Eritrea: Zerai (Habeshia), appello al governo italiano “chiuse altre scuole cattoliche, segnare discontinuità nei rapporti con Asmara”

Un appello al presidente del Consiglio Mario Draghi e e al ministro degli esteri Luigi Di Maio “di segnare una immediata, decisa discontinuità nei rapporti stabiliti dall’Italia nei confronti di Asmara”. È la richiesta di don Mussie Zerai, presidente dell’agenzia Habeshia, che racconta le frequenti violazioni ai diritti umani ancora compiute in Eritrea, le chiusure di scuole e ospedali cattoliche, la situazione di povertà, controllo e disagio che spingono migliaia di eritrei a tentare il viaggio della speranza verso l’Europa. Un episodio recente è la chiusura “di nove scuole, più sette scuole già prese nel 2019 gestite da organizzazioni religiose, in maggioranza cattoliche ma anche cristiane protestanti e islamiche.
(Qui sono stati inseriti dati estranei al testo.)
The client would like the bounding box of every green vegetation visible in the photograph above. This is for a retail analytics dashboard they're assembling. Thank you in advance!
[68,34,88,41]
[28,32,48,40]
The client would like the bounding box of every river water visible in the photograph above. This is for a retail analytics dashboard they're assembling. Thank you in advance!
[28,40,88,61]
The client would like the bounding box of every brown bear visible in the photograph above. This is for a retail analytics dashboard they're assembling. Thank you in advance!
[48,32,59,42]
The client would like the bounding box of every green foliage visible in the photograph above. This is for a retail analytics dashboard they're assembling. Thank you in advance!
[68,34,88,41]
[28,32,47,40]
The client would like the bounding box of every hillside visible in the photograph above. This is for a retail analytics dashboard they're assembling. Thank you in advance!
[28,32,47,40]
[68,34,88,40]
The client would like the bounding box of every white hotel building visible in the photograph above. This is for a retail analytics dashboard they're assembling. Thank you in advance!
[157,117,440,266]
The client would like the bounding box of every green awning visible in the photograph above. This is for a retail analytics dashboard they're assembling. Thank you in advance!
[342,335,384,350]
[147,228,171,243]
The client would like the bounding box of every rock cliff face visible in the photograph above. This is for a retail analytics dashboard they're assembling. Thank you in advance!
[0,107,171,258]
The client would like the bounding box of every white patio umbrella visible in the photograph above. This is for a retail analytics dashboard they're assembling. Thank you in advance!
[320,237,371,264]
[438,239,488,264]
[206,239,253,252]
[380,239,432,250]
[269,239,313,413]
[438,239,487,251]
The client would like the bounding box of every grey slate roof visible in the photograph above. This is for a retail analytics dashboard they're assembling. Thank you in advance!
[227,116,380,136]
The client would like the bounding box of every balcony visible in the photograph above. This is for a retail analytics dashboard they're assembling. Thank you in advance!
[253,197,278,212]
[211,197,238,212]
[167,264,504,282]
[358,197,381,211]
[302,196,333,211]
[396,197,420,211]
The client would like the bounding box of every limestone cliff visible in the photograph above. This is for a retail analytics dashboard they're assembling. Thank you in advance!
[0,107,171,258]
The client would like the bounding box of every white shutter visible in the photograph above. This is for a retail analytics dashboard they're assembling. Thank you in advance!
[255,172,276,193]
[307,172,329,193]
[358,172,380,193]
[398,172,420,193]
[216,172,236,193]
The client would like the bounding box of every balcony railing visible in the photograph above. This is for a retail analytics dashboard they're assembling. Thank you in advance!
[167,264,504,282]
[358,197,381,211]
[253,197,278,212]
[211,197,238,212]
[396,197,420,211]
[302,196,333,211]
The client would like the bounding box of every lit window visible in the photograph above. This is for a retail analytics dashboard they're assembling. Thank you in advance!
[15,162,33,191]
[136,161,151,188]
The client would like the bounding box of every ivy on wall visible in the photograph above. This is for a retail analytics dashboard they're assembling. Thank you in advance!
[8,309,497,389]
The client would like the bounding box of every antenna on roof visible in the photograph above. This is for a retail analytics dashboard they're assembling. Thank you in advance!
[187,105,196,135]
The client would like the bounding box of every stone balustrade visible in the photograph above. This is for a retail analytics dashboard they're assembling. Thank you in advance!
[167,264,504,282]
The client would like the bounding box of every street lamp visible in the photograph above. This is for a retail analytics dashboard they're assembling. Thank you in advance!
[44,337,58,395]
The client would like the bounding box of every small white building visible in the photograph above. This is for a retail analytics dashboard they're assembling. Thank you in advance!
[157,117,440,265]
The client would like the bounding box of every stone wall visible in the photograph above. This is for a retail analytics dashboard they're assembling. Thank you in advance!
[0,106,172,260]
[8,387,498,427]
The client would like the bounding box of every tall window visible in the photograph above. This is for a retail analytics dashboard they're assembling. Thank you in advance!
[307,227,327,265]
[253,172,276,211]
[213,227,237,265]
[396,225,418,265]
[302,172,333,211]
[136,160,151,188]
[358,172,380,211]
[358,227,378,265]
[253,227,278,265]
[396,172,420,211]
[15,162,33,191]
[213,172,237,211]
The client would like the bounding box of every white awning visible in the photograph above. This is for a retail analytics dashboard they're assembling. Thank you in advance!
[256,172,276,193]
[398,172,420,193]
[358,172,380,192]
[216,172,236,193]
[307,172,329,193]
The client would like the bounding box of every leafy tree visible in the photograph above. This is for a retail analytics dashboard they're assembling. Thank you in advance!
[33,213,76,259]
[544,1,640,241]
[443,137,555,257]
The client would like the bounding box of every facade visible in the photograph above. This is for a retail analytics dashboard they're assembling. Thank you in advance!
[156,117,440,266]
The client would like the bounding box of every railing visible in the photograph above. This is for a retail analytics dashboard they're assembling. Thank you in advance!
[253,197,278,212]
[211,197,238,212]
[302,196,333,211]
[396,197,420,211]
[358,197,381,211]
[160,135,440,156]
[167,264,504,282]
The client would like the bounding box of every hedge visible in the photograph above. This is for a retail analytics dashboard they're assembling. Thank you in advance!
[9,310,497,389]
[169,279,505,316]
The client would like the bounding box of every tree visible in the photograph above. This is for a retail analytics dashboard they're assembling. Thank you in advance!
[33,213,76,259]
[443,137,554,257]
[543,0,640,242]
Scuole completamente gratuite, frequentate dai ragazzi delle famiglie più povere ed emarginate e che operavano in diverse città, scelte con il criterio di intervenire lì dove la necessità è maggiore”. Il governo eritreo, sostiene il sacerdote, “ha giustificato il provvedimento con la legge del 1995 che assegna alla esclusiva competenza dello Stato ogni forma di attività sociale e di assistenza. Ma che questa legge sia soltanto un pretesto emerge dal fatto che in realtà quegli istituti hanno operato per anni, senza che lo Stato si sia mai intromesso. C’è da credere, allora, che si tratti di una ritorsione contro la Chiesa cattolica eritrea la quale, attraverso i suoi vescovi, ha sollecitato una concreta politica di riforme, l’attuazione della Costituzione approvata nel 1997 ma mai entrata in vigore, la convocazione di libere elezioni”. Don Zerai chiede “un cambiamento netto, anzi, l’abbandono, in buona sostanza, di quella politica di progressivo riavvicinamento e ‘recupero’ o addirittura di rivalutazione della dittatura di Isaias Afewerki, che è iniziata sul finire del 2013 ma che ha progressivamente segnato una accelerazione negli ultimi anni, fino a raggiungere il culmine nei ultimi mesi del precedente governo”. “Si tratta di scegliere – afferma – tra l’attuale sistema di potere e la stragrande maggioranza della popolo eritreo che ne è schiavizzato. E i popoli non dimenticano mai chi si schiera al loro fianco. Di più: con questa scelta l’Italia può lanciare un segnale importante all’Unione europea, inaugurando e guidando un modo diverso di porsi da parte del Nord nei confronti del Sud del mondo”.